Tokyo was selected over Singapore and Nairobi (KEN) in view of the new National Stadium that was built in advance of the 2020 Olympic Games, finally held in 2021. There has been considerable talk about having a World Athletics Championships in Africa, but the federation was clear that stadium upgrades will be needed to hold the meet in Nairobi as suggested.
Beyond the 2008 Olympic Games and 2015 Worlds, Beijing has not been a frequent site for major international meets and no Diamond League meets have ever been held there. The Diamond League schedule for 2023 had Shanghai and Shenzhen listed, with Shanghai now dropped.
Sports Minister assures Israel OK for World Beach Games
“That’s all right, one thousand percent enthusiasm, no polemic.”
So said the Indonesian Youth and Sports Minister on Saturday, as reported by Tempo.co, which explained:
“The Minister of Youth and Sports (Menpora) Dito Ariotedjo ensured that there would be no more polemics regarding Israel’s participation in the 2023 ANOC World Beach Games (AWBG) in Bali. He guaranteed the safety of the Israeli contingent after meeting Bali Governor Wayan Koster and Chair of the Indonesian Olympic Committee Raha Sapta Oktohari.”
Koster has repeatedly said that he will not allow Israel to compete and his refusal to allow the Israeli men’s U-20 football team to compete in Bali forced FIFA to remove next month’s FIFA men’s U-20 World Cup to Argentina!
Association of National Olympic Committee (ANOC) Secretary General Gunilla Lindberg of Sweden also dismissed concerns, telling reporters at the Oceania National Olympic Committees meeting in Brisbane (AUS):
“They have a new Sports Minister and he has gone out saying that everybody who has qualified is welcome and so has the President of the country.

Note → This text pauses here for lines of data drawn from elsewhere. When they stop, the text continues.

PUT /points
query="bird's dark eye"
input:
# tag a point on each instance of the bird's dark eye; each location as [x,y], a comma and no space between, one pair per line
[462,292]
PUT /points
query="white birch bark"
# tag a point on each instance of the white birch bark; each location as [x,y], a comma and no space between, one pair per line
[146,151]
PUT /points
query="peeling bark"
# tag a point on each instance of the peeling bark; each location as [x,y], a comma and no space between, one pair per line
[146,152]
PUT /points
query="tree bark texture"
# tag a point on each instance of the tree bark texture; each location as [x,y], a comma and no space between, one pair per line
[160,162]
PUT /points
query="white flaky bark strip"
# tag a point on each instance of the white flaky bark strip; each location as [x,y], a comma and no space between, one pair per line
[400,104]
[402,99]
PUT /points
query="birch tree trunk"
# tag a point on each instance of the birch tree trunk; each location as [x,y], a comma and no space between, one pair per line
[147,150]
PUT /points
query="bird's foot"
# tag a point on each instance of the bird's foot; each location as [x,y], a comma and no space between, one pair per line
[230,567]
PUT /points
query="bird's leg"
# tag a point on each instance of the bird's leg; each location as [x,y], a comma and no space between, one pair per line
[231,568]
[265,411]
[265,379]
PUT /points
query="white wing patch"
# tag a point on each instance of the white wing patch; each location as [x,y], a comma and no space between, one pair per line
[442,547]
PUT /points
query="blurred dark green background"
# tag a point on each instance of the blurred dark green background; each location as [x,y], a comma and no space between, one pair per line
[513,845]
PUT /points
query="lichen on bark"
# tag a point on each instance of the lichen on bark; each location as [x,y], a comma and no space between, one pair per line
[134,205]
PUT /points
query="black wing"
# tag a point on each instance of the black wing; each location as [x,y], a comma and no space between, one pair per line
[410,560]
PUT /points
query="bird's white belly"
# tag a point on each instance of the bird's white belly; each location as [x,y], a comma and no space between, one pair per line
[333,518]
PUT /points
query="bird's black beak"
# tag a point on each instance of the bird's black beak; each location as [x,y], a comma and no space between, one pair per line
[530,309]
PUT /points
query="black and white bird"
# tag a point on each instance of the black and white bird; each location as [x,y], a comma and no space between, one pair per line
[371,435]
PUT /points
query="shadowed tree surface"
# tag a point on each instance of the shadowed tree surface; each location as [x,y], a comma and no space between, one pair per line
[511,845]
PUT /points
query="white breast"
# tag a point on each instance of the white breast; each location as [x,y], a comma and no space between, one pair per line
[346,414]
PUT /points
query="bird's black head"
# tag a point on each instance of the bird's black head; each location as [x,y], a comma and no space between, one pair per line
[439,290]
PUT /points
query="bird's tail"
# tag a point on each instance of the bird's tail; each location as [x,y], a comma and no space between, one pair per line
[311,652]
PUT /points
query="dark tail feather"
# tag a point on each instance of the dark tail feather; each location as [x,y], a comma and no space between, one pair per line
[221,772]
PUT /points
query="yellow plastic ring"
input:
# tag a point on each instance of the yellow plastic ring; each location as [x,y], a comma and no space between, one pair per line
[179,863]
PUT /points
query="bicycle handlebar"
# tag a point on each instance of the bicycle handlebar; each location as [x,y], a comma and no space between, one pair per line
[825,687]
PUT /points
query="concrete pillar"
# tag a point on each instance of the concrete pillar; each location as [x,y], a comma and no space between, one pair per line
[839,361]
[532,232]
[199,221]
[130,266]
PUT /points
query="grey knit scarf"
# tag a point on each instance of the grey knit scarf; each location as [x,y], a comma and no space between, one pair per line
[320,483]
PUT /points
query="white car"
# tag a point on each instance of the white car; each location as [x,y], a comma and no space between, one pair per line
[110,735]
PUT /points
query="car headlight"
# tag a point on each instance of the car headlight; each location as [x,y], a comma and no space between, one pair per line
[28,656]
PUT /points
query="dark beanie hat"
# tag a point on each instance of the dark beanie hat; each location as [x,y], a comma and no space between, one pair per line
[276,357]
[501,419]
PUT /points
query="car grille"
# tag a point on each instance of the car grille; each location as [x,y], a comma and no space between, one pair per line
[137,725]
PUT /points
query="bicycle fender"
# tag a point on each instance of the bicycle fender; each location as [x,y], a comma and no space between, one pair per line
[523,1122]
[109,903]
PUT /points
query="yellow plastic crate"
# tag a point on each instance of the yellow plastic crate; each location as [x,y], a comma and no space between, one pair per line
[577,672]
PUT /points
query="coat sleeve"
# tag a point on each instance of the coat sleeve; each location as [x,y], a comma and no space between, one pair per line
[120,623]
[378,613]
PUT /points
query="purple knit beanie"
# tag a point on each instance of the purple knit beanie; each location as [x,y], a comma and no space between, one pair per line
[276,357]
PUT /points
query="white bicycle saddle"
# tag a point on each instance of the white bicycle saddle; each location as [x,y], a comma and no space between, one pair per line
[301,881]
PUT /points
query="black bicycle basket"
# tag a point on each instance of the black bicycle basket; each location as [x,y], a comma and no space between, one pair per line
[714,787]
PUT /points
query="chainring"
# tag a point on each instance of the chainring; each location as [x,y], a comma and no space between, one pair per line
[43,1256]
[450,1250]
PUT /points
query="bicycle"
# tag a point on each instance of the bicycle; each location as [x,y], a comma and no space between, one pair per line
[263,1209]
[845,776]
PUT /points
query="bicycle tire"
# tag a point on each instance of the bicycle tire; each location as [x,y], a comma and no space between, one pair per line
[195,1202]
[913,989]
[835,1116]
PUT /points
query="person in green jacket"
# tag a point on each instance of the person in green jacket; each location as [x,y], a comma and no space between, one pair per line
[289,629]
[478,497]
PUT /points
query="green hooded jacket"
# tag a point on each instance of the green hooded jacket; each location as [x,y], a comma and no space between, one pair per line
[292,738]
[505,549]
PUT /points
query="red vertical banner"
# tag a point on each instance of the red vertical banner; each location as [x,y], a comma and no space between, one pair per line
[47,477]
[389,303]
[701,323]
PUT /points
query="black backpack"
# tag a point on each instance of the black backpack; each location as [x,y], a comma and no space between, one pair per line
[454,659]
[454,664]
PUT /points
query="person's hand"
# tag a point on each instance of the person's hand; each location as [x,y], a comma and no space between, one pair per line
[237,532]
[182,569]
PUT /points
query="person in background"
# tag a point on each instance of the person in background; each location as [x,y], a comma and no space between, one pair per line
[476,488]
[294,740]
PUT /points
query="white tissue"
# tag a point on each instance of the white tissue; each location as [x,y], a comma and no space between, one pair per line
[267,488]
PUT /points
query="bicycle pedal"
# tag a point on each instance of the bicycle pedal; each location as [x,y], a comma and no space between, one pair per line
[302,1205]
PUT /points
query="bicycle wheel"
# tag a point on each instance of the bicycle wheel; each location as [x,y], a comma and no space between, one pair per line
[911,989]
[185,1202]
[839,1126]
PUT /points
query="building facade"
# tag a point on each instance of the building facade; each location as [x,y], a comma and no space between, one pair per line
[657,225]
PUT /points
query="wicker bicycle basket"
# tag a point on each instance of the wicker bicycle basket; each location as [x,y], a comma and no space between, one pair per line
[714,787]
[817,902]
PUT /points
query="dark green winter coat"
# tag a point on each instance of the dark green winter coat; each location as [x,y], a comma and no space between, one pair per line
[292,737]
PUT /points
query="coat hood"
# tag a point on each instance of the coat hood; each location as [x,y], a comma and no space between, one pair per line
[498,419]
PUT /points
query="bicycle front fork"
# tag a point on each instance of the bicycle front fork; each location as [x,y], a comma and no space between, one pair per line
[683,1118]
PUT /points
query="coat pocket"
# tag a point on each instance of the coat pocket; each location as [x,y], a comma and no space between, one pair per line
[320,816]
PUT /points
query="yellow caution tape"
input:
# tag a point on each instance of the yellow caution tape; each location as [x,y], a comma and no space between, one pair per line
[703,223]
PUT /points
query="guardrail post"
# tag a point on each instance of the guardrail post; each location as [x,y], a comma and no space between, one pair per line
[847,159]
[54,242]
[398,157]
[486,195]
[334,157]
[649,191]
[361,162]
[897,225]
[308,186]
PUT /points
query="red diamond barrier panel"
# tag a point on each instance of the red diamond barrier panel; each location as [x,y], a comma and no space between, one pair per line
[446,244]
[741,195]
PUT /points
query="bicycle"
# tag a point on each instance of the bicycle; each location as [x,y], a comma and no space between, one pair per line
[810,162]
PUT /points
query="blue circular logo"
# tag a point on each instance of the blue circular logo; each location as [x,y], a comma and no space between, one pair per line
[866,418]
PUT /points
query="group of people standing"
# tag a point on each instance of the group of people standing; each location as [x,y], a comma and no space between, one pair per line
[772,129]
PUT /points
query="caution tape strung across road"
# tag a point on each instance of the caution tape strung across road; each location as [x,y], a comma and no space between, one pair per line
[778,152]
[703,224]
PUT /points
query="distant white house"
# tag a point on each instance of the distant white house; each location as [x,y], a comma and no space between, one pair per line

“This Governor made noise in the media but so far we have not been approached at all so we continue to prepare as if nothing is happening and hopefully nothing is happening.”
The ANOC World Beach Games in Bali is scheduled to be held from 5-12 August 2023.
≡ PANORAMA ≡
● Olympic Winter Games 2022: Beijing ● As expected, the Court of Arbitration for Sport confirmed to the Russian news agency TASS that the appeals of the World Anti-Doping Agency, International Skating Union and the Russian Anti-Doping Agency against the decision of the Disciplinary Anti-Doping Committee of RUSADA will be considered as a single action.
No timeline has been given, and the matter is not listed on the latest calendar of CAS hearings.
● Olympic Games 2024: Paris ● A total of 160 boats are expected to be used for the unique opening of the Paris 2024 Olympic Games over 6 km of the Seine River through the middle of the city. With about 15 months to go, the organizing committee announced that 116 boats had already been reserved.
Commitments have come from 42 companies that have boats working on the river, and additional help will come from regional tour operator Batorama, which works outside of the Paris area.
● Russia ● A small number of Russian athletes are now claiming citizenship in other countries in view of the continuing restrictions in many sports.
The Russian news agency TASS reported that rower Hanna Prakatsen, 30, announced her transfer to Uzbekistan. Originally from Belarus, she changed allegiance to Russia in 2016 and won the 2020 Olympic silver in women’s Single Sculls in Tokyo.
Said Alexei Scirin, President of the Russian Rowing Federation:
“[Hanna Prakatsen] intends to play for the national team of Uzbekistan. Of course, her departure for our team is a serious loss, but every athlete is free to choose his own destiny. Now our top athletes are having a difficult time, it is very difficult to find motivation in the conditions of suspension.”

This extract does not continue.